The Quality Stores decision creates a clear split with the U.S. Court of Appeals for the Federal Circuit.  In light of the Sixth Circuit’s denial, the IRS will likely file a writ of certiorari with the Supreme Court of the United States seeking a reversal of the Quality Stores decision.  For now, the IRS is refusing refund claims outside of the Sixth Circuit and taking no action with respect to refund claims within the Federal Circuit (states within the Sixth Circuit are Kentucky, Ohio, Michigan and Tennessee).  For now, employers should continue withholding FICA taxes on severance pay that is not tied to unemployment benefits.

Employers that have made severance payments due to reductions in force, plant shutdowns or similar conditions should consider filing protective FICA tax refund claims.  Only a limited period of time is available to file.  In general, the statute of limitations for tax refund claims is three years.  As a result, April 15, 2013, is the due date for taxpayers for filing a refund claim with respect to the 2009 calendar year.  A refund claim cannot be filed with respect to severance payments made before 2009.

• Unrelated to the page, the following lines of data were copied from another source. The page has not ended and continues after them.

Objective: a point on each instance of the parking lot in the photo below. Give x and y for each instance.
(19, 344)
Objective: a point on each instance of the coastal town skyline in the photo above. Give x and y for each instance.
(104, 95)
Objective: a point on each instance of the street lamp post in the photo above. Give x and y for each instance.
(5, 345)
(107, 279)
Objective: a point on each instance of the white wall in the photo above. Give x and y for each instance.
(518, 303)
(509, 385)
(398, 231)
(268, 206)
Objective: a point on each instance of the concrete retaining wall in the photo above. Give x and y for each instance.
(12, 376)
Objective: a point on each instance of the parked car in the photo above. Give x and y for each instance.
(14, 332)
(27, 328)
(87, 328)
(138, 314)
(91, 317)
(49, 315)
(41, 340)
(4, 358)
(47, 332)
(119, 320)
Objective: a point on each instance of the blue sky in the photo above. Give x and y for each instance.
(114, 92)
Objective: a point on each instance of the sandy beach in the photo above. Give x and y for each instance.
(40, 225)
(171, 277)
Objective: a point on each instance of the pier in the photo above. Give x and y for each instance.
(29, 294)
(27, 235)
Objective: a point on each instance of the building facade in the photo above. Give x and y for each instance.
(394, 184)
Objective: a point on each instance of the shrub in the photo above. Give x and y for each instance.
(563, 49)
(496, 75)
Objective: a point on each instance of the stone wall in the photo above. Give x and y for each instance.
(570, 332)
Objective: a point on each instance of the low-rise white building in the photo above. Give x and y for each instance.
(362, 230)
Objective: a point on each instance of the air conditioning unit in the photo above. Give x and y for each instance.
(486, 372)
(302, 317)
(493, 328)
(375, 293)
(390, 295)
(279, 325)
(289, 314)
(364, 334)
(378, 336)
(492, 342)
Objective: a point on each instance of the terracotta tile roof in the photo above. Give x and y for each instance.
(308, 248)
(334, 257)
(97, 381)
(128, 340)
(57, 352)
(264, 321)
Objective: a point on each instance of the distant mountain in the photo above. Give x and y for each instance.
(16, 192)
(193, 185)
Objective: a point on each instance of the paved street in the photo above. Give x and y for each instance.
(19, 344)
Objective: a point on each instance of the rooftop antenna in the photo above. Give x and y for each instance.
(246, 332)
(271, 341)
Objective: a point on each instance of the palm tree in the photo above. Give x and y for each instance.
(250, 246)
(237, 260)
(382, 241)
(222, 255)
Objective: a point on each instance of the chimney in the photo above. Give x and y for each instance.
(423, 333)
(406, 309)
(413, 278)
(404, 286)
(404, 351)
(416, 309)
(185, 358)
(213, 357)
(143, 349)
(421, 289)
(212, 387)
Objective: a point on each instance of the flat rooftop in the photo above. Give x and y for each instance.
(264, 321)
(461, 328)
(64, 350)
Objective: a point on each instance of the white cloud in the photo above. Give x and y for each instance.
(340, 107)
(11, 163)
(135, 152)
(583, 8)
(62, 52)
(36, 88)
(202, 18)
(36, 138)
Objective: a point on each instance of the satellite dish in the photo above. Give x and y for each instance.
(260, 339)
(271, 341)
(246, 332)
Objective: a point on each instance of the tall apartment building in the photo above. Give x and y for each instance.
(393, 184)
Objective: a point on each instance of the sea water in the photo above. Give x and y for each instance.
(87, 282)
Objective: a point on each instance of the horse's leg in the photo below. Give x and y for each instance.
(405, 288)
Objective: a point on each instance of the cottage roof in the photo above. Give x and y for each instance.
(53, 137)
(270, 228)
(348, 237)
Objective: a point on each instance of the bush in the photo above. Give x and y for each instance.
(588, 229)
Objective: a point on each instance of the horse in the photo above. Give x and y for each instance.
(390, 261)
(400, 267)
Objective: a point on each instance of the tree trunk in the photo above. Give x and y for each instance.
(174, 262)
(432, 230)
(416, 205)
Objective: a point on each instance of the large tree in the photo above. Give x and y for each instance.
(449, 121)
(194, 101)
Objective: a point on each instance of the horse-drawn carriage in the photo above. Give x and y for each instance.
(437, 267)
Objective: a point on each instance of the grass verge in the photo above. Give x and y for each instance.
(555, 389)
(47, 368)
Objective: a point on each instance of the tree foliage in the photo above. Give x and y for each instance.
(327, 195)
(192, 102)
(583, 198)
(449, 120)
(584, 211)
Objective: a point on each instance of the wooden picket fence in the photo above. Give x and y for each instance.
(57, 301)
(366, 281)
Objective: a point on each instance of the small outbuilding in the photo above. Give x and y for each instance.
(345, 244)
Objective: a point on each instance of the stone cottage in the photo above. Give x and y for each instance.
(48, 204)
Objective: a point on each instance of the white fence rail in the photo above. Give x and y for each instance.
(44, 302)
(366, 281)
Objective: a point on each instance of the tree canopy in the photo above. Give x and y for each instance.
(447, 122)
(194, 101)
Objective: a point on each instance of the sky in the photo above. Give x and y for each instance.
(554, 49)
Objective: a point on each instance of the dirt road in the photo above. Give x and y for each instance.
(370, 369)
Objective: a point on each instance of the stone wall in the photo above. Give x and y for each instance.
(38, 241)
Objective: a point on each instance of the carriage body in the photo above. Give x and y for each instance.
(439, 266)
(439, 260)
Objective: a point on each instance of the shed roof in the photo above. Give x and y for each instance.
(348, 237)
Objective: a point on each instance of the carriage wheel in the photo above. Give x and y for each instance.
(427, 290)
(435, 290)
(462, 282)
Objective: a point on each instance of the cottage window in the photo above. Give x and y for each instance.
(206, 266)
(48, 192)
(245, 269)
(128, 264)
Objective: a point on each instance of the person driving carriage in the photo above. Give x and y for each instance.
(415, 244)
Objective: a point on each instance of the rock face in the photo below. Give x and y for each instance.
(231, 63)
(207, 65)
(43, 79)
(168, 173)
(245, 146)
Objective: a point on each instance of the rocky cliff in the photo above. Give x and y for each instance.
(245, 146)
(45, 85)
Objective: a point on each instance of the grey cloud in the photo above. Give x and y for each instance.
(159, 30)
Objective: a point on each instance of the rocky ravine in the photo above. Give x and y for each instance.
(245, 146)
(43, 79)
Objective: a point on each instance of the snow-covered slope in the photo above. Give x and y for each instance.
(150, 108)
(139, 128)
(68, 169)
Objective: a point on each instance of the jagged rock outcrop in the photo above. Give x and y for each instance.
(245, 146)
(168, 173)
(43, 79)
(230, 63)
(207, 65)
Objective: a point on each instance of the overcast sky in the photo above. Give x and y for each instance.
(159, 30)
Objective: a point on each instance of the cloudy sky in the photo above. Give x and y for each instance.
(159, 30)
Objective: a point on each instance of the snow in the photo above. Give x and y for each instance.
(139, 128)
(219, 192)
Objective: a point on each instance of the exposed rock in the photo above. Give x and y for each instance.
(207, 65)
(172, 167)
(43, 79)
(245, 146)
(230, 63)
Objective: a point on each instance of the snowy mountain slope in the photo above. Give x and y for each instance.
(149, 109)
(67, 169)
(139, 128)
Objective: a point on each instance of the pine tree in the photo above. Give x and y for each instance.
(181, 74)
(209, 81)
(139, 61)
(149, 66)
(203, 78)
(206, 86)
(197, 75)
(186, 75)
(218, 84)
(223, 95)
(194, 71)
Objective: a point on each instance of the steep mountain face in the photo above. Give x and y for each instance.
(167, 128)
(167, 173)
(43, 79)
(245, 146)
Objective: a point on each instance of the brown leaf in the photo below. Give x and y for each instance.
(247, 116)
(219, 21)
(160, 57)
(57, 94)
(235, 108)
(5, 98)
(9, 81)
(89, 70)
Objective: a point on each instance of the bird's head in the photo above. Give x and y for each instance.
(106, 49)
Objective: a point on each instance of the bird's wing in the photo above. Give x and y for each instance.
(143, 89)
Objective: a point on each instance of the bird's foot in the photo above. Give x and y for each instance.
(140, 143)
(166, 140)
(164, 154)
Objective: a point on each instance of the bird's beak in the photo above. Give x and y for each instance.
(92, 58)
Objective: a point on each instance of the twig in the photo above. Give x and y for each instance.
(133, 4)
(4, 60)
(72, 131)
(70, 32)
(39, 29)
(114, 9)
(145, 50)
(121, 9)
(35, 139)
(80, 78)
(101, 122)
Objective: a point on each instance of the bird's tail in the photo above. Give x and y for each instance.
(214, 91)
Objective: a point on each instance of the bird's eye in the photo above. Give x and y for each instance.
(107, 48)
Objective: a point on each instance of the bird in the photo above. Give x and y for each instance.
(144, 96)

Filing a protective claim is relatively simple to do.  It is not necessary that the protective claim include exact calculations and employee consents for the refund filing.  This information and the required employee consents can be provided at a later time in a supplemental filing.  It is recommended that all employers file protective claims, particularly with respect to severance payments made to employees located in the Sixth Circuit.

If a FICA tax refund has been filed and the IRS has issued a notice of claim disallowance, the taxpayer must either (i) bring suit to contest the disallowance within two years after the issuance of this notice or (ii) obtain an extension of the time to file such a suit with the IRS—this process can be initiated by filing IRS Form 907, Agreement to Extend the Time to Bring Suit.